Dude you said it. That is the best most positive way to describe it. I love playing hide and seek. Haha.

Use your imagination. Give it a good exercise finding places to crash for the night.


----------



## WanderLost Radical

Odin said:


> Dude you said it. That is the best most positive way to describe it. I love playing hide and seek. Haha.
> 
> Use your imagination. Give it a good exercise finding places to crash for the night.



You can also practice this before leaving. When I walk/skate around my city, I keep an eye open for places that would be a good squat for the night. Makes you practice  Also, when you leave, don't wait until dusk to find a good spot, Look around all day. When dusk hits, go back to the previous spot you found. With time it'll become a no-brainer.


----------



## etpyh

Badly Drawn Girl said:


> I imagine that most hitchhikers need to just go where their drivers are going, and you can't really ask someone to drop you off somewhere if they are ultimately heading to a town 30-60 minutes away


If a ride is bringing you closer to your destination take it, if not don´t, simple as that. If they are ultimately going to a town 30-60 minutes away just catch another ride from there. Or let them drop you off somewhere in between if it fits.


Badly Drawn Girl said:


> I don't want to be in a situation where I literally just can't get to my destination by nightfall.


This will definitely happen sooner or later, there are just days when you are out of luck. But as said before, just bring some gear to sleep outside and you will be fine.


----------



## Sip

There have been times when I have gotten a ride, literally, to my own front door.
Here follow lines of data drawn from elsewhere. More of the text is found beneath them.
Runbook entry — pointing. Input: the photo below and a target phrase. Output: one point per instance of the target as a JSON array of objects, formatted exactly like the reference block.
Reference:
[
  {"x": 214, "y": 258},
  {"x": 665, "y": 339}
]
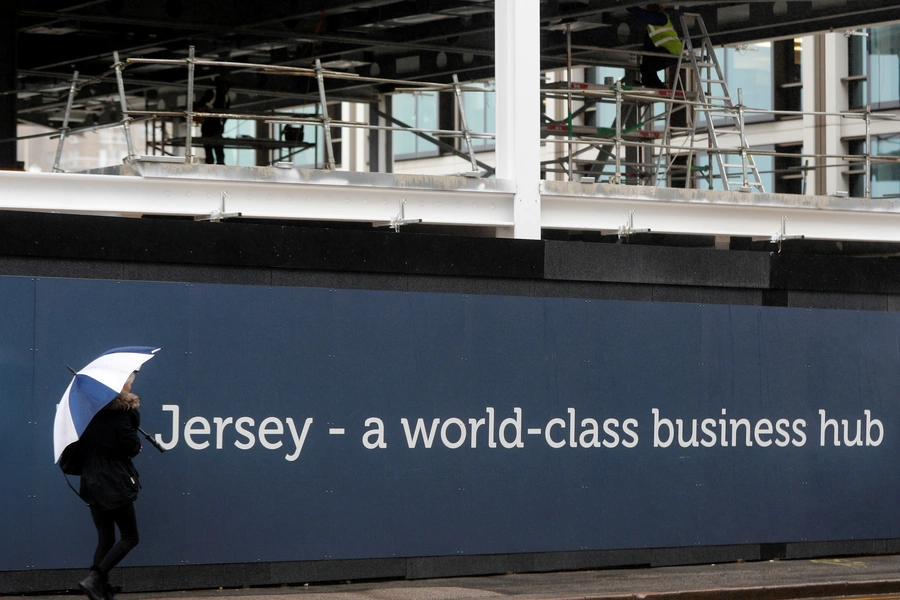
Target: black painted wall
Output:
[{"x": 53, "y": 245}]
Other times, I can't seem to go in a specific DIRECTION, let alone to a specific town. You will end up sleeping on the roadside or camping out eventually. The first time I had to do it I was terrified, but in truth, the road side makes a decent place to sleep if you sleep far enough from it, because there is usually woods on the roadside, if you aren't in a city, and you can literally roll out of your sleeping bag and stick out your thumb. You do get trafic noise on the roadside, but you get that anywhere, and honestly, it puts me to sleep.


----------